Charli XCX’s record label was with her until that third step. “That was like a whole row with the record company, about that particular song,” says the singer and songwriter born Charlotte Aitchison, in a phone interview from Los Angeles. “They sent out the wrong version to be reviewed. I was so mad. They sent out this ‘half-clean’ version. I corrected that.

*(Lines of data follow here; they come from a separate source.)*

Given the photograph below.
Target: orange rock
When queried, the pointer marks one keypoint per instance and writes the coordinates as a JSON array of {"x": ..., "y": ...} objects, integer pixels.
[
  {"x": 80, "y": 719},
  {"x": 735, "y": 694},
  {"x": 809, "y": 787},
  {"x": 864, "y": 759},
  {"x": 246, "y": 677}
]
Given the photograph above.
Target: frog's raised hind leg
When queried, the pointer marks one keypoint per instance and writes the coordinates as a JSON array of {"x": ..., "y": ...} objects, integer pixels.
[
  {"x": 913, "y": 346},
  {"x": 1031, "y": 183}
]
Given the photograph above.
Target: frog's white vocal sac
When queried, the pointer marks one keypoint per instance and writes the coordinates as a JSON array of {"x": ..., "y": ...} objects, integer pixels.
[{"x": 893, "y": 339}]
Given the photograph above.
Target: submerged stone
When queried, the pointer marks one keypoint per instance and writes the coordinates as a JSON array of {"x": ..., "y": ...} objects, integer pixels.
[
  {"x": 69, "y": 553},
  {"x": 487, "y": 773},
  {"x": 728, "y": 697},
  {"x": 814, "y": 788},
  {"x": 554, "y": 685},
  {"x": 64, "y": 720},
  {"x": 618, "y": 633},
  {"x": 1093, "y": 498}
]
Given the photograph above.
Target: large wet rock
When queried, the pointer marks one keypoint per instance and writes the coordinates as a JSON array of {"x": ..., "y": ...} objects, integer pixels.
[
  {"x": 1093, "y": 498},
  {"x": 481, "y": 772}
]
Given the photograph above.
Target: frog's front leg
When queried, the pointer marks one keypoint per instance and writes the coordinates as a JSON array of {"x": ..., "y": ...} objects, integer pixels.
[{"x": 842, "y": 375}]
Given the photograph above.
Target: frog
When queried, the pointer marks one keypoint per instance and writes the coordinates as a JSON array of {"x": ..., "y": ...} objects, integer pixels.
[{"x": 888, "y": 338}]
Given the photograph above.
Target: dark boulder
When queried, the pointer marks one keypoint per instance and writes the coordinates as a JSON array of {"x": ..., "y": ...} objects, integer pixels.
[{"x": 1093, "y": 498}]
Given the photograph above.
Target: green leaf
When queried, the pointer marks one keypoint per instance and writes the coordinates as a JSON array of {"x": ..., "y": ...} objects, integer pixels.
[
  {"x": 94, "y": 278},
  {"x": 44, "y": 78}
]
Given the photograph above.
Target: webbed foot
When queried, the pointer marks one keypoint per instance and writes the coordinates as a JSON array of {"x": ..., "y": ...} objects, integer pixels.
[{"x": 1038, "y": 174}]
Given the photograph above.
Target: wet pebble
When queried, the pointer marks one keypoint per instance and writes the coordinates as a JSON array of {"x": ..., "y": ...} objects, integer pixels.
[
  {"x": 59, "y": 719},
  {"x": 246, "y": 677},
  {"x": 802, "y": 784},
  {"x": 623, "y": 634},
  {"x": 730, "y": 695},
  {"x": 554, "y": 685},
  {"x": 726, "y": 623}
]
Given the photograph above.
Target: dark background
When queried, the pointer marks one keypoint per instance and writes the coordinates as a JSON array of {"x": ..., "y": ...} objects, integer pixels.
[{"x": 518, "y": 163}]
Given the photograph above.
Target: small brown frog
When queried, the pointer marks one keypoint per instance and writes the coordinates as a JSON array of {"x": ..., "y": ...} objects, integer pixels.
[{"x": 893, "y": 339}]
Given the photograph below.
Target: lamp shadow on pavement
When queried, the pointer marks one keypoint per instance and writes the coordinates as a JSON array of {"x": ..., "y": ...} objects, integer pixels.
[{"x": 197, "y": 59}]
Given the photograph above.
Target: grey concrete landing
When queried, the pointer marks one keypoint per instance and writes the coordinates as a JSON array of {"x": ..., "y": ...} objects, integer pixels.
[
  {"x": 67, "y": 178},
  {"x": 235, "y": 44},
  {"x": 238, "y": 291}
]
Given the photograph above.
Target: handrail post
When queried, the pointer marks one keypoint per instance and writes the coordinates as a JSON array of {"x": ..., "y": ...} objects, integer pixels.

Obviously it’s quite aggressive, but for me it was very important.”

(After the interview, a publicist for Charli’s U.S. label, Atlantic Records, clarifies to say the label she was referring to was actually her British record company, Asylum U.K.)

“Why wouldn’t you open your album with screaming ‘f— you!’ 20 times?” adds Aitchison, 22. “That definitely had to be the first song on the album.”

In a lengthy interview with Time magazine this week, Charli XCX declared the bulk of today’s hits “plastic, overproduced, bad-lyric throwaway” and predicted, “I can see pop music changing into something I can really run.” This may be more than hubris. She tossed off “I Love It” while hanging with her boyfriend in a hotel room, and in Icona Pop’s hands it became a classic, “These Boots Are Made for Walking”-style kiss-off.

“When ‘I Love It’ came out, even though that song sounds very normal on the radio, a lot of people were freaking out; they wouldn’t play it because it was so hard, that club track,” she says. “This whole kind of shouty thing became a trend, and for the most part I was the person who began that. That was kind of a fresh thing.”

Aitchison grew up in Bishop’s Stortford, near London. Her parents gave her money to begin making her first album, “14,” when she was 14 years old, according to Time. Although she never sold the album commercially, she made tracks available on MySpace and landed performances at local raves. At first, her parents dropped her off at the events, but when they realized what kind of mayhem was going on, they stuck around. While the atmosphere may have reflected the lyrics of Charli’s new “Break the Rules” — “I don’t want to go to school/ I just want to break the rules” — the singer generally behaved.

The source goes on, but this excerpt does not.